Aux yeux de Mirabeau et de la constituante, « le service des autels est une dette de l’état. » Et dans quel sens est-ce une dette ? Aujourd’hui, par exemple, les catholiques disent la même chose ; et ils le disent, comme nous le rappellerons tout à l’heure, dans le sens propre du mot, l’état étant devenu le débiteur de l’église en s’emparant de ses biens. Le raisonnement de Mirabeau est tout autre ; il est en quelque sorte inverse, et bien autrement explicite sur l’obligation de l’état vis-à-vis de la religion. L’orateur de la constituante s’appuyait sur ce que l’entretien du culte était une dette de l’état pour revendiquer, au profit de la nation, la propriété des biens du clergé. Si singulière que nous semble cette argumentation, elle vaut la peine d’être signalée, ne serait-ce que pour montrer combien, sur ce point, les vues des hommes de 1789 étaient différentes des vues de ceux qui se donnent comme leurs continuateurs. L’état devant à ses membres les dépenses du culte, les princes, les corporations, les particuliers qui avaient enrichi le clergé n’avaient fait, disait-on, que « pourvoir à une dépense publique. » Par suite, la nation avait, selon Mirabeau, le droit de reprendre les biens donnés en son nom, à condition de se charger elle-même d’une dépense qui lui incombait naturellement. Peu importe la valeur de ce raisonnement, il a été sanctionné par les votes de la constituante, et l’on voit qu’il n’a rien de commun avec le système des laïcisateurs contemporains, pour lesquels la religion est un objet essentiellement privé que le législateur doit ignorer.
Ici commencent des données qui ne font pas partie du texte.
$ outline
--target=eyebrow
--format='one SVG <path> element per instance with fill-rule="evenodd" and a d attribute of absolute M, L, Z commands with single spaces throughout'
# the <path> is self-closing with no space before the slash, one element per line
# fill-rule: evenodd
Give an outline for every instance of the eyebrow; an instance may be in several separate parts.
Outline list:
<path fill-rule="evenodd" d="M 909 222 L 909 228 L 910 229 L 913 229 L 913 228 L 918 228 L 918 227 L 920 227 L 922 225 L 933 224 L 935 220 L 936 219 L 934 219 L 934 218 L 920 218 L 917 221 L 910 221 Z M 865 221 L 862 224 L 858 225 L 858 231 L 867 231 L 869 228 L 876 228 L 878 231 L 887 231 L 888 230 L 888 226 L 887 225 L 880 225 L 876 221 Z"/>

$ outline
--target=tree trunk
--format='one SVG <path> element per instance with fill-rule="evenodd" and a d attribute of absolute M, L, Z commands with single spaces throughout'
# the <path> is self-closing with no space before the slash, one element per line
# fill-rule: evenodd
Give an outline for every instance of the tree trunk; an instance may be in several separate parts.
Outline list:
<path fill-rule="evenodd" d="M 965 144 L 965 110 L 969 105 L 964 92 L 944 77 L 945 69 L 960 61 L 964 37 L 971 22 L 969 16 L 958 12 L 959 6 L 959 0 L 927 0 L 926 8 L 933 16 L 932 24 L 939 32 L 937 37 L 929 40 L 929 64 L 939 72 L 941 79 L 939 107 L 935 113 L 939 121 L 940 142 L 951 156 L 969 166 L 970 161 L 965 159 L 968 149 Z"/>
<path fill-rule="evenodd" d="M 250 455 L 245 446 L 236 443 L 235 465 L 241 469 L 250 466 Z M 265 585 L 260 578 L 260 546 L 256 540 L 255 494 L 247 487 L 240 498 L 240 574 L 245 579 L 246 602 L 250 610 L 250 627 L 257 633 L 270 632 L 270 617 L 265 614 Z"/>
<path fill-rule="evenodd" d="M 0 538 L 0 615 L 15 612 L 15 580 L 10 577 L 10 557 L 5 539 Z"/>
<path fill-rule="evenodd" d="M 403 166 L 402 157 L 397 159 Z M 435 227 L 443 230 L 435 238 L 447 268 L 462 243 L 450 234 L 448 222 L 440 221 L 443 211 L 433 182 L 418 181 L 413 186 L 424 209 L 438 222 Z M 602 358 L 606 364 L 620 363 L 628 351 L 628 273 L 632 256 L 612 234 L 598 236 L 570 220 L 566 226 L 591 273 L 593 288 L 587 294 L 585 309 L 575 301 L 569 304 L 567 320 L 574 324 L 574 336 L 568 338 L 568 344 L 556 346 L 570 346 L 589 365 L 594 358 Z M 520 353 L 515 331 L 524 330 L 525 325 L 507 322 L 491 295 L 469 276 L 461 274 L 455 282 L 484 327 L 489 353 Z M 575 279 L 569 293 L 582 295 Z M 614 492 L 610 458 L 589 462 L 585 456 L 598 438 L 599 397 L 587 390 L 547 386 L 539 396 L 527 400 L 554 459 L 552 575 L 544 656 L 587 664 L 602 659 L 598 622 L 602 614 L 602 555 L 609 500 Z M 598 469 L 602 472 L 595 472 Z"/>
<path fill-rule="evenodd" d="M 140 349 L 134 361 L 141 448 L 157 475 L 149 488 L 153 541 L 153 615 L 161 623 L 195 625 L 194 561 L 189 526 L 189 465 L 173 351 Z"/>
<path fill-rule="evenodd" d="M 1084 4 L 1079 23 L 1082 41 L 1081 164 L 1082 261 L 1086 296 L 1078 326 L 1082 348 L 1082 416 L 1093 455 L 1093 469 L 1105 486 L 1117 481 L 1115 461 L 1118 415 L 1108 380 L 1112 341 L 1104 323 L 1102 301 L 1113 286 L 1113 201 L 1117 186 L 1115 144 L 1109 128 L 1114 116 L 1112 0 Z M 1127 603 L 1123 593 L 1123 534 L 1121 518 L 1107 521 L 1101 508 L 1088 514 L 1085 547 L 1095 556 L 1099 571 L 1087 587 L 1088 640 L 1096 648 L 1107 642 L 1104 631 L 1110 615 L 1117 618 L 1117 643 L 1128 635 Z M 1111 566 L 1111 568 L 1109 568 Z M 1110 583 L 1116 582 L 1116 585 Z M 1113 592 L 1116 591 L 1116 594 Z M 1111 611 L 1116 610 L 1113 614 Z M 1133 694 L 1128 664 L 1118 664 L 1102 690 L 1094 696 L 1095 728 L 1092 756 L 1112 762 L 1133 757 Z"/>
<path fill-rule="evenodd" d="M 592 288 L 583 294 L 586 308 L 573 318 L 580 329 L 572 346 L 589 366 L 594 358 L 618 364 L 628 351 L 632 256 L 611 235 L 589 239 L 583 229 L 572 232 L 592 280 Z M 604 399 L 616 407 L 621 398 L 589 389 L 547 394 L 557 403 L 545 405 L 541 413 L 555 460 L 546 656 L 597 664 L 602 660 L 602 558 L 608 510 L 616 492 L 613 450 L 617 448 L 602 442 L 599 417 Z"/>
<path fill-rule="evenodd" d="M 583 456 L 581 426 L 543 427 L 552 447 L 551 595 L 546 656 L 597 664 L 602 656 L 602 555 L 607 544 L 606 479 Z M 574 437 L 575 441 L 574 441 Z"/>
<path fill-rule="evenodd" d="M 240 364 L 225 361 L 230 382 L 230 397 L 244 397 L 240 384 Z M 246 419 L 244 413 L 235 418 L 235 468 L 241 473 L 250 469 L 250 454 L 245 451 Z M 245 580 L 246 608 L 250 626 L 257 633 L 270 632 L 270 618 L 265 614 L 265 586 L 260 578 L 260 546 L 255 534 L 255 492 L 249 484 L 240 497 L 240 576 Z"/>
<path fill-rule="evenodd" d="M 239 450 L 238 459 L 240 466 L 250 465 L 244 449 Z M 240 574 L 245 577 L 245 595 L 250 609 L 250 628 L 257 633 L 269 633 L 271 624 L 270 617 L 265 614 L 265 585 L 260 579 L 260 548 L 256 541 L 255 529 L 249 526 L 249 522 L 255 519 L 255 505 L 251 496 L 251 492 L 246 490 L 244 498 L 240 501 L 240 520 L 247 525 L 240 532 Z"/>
Pour Mirabeau et pour la constituante, l’entretien du culte était ainsi une obligation de l’état ; mais combien cette obligation n’est-elle pas devenue plus stricte depuis que l’état s’est approprié les biens ecclésiastiques et qu’en le faisant l’état s’est engagé solennellement à fournir au clergé et aux églises les ressources qu’ils tiraient jusque-là de leurs terres ? C’est là un fait sur lequel nous ne pouvons passer légèrement ; car, est-il permis de discuter in abstracto si l’entretien du culte incombe ou non à l’état, il n’est pas

  1. Discours de Mirabeau à l’assemblée constituante, 30 octobre 1780.
  2. L’article 1er de la constitution civile du clergé, décrétée le 12 juillet 1790, était ainsi libellé : « Les ministres de la religion exercent les premières et les plus importantes fonctions de la société ; .. ils seront défrayés par la nation. »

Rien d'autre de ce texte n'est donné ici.